Dilbert award winner from an alleged Lykes manager: What I need is
an exact list of specific unknown problems we might encounter.

This year's Seattle Mariners are having an extraordinarily bi-polar season, playing hot-clutch ball for streaks and then turning into pumpkins for longer stretches. When they are going well., it's partially on the innovative backs of a couple of players who come from outside "the system". Yuniesky Betancourt was the back-up shortstop for Cuba's Villa Clara team, defected, and quickly made his way to the Mariners' big club without spending a whole lot of time getting trained in the minors, so his fundamentals are much tighter, tuned by the fundamentals-obsessed Cuban system. Kenji Johjima was a veteran catcher for a decent career with the Japan Pacific League's Fukuoka Hawks, playing in a different, discipline-obsessed, fundamental environment.
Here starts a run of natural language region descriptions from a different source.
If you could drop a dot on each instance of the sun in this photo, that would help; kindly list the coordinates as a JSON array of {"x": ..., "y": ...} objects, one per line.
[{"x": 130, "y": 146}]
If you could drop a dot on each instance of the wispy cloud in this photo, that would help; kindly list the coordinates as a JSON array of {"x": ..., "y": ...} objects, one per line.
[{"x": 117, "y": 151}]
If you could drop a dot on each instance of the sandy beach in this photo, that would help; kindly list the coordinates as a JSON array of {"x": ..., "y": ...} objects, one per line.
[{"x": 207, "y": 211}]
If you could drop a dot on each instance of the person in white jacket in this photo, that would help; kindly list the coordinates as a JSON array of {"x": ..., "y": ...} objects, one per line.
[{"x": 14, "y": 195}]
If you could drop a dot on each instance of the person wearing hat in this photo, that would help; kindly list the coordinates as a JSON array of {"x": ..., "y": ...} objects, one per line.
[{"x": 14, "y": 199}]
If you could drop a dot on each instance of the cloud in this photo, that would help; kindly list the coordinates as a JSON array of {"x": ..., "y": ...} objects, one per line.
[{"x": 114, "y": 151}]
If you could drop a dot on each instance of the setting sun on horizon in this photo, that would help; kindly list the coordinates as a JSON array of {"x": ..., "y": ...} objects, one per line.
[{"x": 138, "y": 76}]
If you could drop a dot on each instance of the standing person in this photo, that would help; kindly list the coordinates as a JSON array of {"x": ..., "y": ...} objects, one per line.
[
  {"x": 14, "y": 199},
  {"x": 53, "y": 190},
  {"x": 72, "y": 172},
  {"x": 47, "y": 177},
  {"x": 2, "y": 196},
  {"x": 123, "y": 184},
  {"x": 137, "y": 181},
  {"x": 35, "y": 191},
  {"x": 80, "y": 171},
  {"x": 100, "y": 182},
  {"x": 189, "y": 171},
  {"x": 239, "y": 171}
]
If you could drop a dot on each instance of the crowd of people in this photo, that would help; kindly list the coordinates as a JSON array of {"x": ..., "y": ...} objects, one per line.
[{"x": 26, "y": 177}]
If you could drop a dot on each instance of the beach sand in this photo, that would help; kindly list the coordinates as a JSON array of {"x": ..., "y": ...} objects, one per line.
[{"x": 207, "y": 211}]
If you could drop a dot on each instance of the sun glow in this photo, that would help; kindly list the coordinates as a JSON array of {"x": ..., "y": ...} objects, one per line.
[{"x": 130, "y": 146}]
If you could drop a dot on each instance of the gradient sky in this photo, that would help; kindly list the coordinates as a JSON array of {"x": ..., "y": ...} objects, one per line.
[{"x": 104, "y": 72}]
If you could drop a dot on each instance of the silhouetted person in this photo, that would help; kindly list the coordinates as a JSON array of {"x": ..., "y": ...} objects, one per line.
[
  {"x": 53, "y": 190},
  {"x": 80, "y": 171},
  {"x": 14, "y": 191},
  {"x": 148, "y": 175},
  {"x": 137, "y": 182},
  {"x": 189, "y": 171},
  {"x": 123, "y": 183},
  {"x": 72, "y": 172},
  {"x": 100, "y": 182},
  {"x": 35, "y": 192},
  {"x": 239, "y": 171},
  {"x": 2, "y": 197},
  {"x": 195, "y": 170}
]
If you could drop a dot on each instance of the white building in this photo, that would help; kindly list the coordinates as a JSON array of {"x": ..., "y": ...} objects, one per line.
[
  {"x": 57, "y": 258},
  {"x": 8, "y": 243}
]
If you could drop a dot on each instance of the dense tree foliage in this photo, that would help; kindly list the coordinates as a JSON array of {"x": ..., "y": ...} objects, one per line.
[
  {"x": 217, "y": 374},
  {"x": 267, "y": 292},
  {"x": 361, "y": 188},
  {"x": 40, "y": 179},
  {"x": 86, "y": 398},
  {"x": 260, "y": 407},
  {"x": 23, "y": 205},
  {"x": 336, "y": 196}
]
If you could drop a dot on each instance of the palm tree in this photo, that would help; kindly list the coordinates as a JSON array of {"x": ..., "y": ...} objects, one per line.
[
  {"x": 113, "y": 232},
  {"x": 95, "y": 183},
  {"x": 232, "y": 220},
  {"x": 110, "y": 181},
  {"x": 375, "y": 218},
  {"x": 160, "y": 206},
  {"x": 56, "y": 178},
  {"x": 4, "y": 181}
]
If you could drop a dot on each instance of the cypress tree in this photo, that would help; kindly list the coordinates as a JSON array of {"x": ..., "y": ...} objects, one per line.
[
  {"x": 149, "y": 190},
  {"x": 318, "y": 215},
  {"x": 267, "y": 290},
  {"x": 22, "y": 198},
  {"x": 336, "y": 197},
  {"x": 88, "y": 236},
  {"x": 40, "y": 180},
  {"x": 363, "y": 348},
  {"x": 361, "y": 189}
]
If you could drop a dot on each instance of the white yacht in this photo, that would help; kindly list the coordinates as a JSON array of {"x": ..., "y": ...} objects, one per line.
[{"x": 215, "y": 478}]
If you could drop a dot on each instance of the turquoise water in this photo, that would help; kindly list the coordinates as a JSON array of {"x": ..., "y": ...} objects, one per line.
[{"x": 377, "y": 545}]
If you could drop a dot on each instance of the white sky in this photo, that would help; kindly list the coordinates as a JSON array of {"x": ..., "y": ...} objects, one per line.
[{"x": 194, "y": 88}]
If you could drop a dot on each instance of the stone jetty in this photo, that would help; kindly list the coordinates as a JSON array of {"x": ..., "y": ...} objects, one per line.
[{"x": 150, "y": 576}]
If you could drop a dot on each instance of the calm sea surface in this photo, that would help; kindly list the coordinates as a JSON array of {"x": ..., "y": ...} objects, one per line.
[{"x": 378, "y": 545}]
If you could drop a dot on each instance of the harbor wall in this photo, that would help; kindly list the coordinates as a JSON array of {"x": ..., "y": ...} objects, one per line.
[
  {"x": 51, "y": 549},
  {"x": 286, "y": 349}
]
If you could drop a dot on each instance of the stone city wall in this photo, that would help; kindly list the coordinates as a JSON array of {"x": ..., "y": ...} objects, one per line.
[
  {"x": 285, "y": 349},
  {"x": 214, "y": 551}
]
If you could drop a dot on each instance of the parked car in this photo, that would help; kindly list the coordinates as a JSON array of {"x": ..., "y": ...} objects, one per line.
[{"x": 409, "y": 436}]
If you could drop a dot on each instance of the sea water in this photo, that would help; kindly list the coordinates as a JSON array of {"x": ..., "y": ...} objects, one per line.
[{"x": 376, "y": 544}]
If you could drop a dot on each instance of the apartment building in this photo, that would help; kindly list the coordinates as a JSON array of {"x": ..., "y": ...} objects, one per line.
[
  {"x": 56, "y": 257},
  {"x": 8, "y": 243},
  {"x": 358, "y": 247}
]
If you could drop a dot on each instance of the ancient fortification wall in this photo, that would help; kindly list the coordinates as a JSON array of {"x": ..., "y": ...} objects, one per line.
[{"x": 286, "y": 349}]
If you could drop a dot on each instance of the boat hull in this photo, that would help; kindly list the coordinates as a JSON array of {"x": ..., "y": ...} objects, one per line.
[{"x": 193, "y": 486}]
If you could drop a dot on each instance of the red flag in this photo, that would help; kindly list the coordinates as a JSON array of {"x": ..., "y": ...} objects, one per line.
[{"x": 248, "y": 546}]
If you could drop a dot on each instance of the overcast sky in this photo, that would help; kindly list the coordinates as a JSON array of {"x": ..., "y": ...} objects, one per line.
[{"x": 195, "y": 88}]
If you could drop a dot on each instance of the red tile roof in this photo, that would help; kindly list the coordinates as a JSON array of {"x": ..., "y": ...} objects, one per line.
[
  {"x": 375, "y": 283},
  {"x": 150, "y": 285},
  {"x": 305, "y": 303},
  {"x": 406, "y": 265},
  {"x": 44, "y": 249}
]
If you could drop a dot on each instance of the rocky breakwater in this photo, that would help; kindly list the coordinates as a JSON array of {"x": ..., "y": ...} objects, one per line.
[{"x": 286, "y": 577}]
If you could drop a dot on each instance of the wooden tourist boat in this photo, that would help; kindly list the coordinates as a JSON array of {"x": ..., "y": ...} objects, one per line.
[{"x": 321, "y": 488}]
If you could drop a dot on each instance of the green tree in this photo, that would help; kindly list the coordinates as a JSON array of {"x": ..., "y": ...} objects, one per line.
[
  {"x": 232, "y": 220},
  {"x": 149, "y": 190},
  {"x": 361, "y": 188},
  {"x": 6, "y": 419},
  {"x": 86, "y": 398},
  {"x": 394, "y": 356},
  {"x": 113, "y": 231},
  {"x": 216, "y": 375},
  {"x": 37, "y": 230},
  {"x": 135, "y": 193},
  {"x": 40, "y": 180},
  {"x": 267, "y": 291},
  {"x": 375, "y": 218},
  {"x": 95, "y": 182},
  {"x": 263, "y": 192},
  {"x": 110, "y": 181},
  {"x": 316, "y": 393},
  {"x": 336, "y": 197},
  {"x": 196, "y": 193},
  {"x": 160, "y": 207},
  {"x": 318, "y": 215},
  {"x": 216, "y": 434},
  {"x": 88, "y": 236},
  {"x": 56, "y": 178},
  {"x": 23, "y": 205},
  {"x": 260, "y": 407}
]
Each has changed game outcomes. Betancourt has done it with his very aggressive but knowledgable, hawk-eyed baserunning (the announcers call it his speed...it's not. He's just average, but he's trained for many years to gauge defenders' quickness to the ball and arms). He's surprised opponents by going against the book and disrupting their assumptions by going for extra bases, or forcing really long run-down plays that stretch the abilities of even fundamentally well-tuned teams like the White Sox. Johjima has done it by going often to a play-at-the-plate choice that's rare. Three times in the first ten games on a throw home trying to nail a baserunner, he judged early the play was not close enough to bother with, ran forward to cut off the ball (ignoring the runner who was going to score regardless), and with the ball missing the cut-off man, nailing the batter who assumed the generic case, the catcher planted near home watching the runner score. He gunned out a pair of batters this way, batters who simply weren't looking for a specific unknown problem they might encounter.

Corporate and government strategic planning efforts almost always take on the alleged Lykes manager's point of view. They plan for the disasters, exceptions and unknown problems they have already experienced, and seek magic to provide the unknown ones.
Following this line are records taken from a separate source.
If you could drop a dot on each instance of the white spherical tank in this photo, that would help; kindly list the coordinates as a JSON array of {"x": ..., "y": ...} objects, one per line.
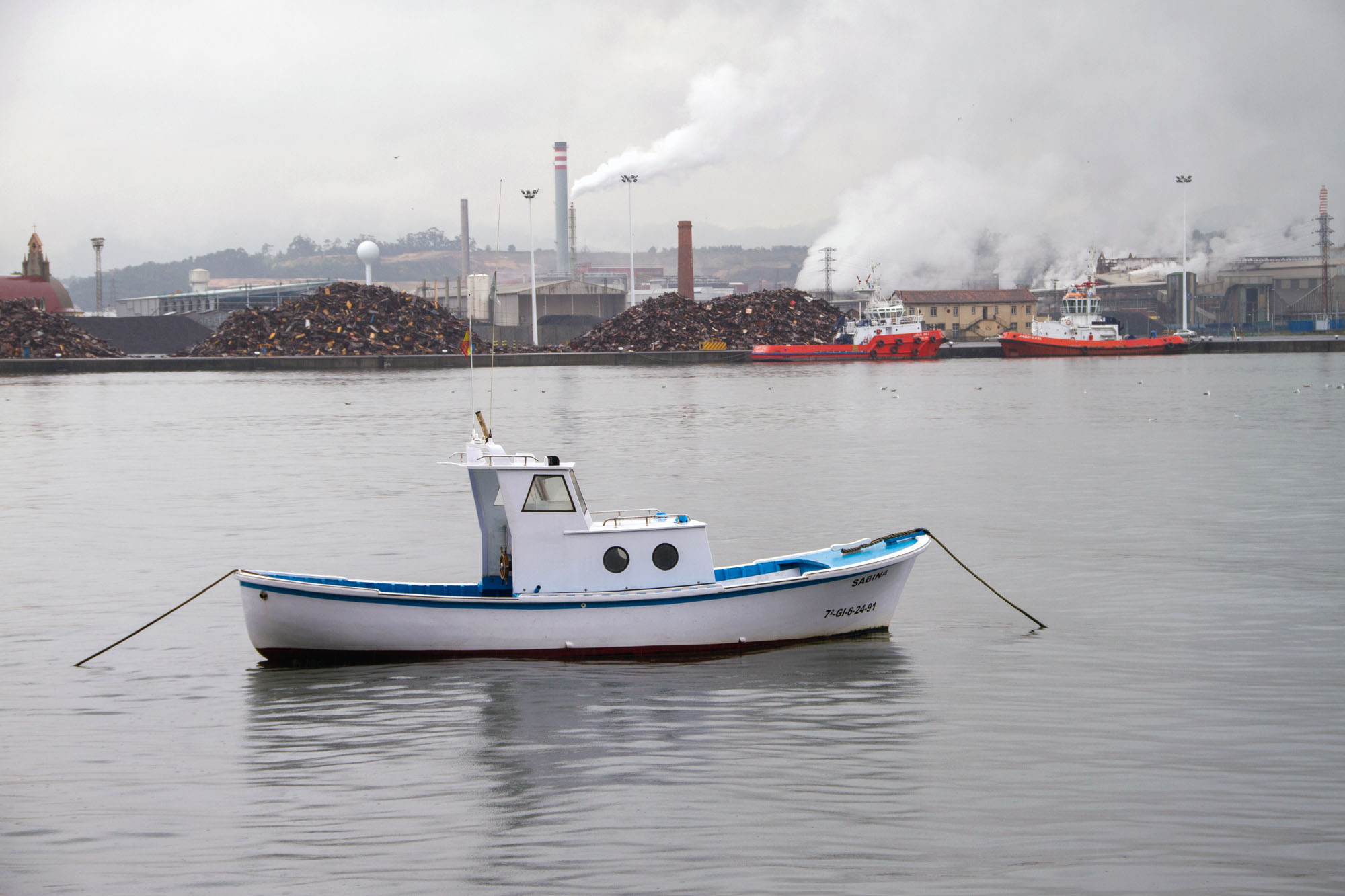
[{"x": 368, "y": 252}]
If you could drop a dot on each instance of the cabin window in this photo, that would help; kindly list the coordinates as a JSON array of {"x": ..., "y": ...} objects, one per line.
[
  {"x": 549, "y": 494},
  {"x": 665, "y": 556},
  {"x": 617, "y": 560}
]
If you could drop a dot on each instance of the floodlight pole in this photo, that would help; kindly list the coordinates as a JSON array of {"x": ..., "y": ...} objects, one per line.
[
  {"x": 630, "y": 208},
  {"x": 532, "y": 256},
  {"x": 98, "y": 272},
  {"x": 1184, "y": 181}
]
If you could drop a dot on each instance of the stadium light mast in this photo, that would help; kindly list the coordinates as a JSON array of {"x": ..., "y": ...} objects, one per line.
[
  {"x": 532, "y": 256},
  {"x": 1184, "y": 181},
  {"x": 630, "y": 209},
  {"x": 98, "y": 274}
]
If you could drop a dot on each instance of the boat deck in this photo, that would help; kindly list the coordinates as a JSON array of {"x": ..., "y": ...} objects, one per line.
[{"x": 761, "y": 571}]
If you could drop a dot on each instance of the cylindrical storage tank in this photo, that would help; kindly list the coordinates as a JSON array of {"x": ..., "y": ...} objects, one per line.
[{"x": 479, "y": 296}]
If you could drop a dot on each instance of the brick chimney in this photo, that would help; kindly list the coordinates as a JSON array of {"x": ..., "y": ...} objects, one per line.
[{"x": 685, "y": 271}]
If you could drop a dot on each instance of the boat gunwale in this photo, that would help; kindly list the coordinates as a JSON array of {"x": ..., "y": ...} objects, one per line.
[{"x": 282, "y": 583}]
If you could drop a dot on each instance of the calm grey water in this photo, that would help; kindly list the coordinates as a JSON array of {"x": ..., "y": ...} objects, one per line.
[{"x": 1180, "y": 727}]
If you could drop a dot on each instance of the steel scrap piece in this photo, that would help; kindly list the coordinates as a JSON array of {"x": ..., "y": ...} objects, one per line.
[
  {"x": 673, "y": 323},
  {"x": 32, "y": 333},
  {"x": 342, "y": 319}
]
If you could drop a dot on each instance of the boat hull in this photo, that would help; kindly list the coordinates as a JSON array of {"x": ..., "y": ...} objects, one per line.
[
  {"x": 294, "y": 620},
  {"x": 1017, "y": 345},
  {"x": 905, "y": 346}
]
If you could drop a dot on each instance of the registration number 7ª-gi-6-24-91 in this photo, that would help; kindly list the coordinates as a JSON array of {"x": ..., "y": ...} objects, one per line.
[{"x": 851, "y": 611}]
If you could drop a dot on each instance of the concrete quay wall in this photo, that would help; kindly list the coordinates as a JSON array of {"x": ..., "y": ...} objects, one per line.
[{"x": 547, "y": 360}]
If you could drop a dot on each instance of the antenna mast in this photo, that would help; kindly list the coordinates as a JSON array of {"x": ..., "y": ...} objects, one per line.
[{"x": 1325, "y": 243}]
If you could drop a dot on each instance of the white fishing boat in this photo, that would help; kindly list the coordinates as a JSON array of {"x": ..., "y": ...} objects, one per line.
[{"x": 563, "y": 580}]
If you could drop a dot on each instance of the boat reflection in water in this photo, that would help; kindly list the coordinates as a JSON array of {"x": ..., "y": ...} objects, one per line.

The solution, as I've written about before is stochastic modeling, neither random (investing an equal amount in any eventuality no matter how likely or unlikely) or deterministic (invest in the likeliest n options only until there is no more to invest), because evolution is stochastic. Good strategic planning is like Betancourt's running, based on observation and experimentation, but never constrained to just the obvious. Bad strategic planning is executed like a Turn Back the Clock night, and there's a lot I dislykes about that.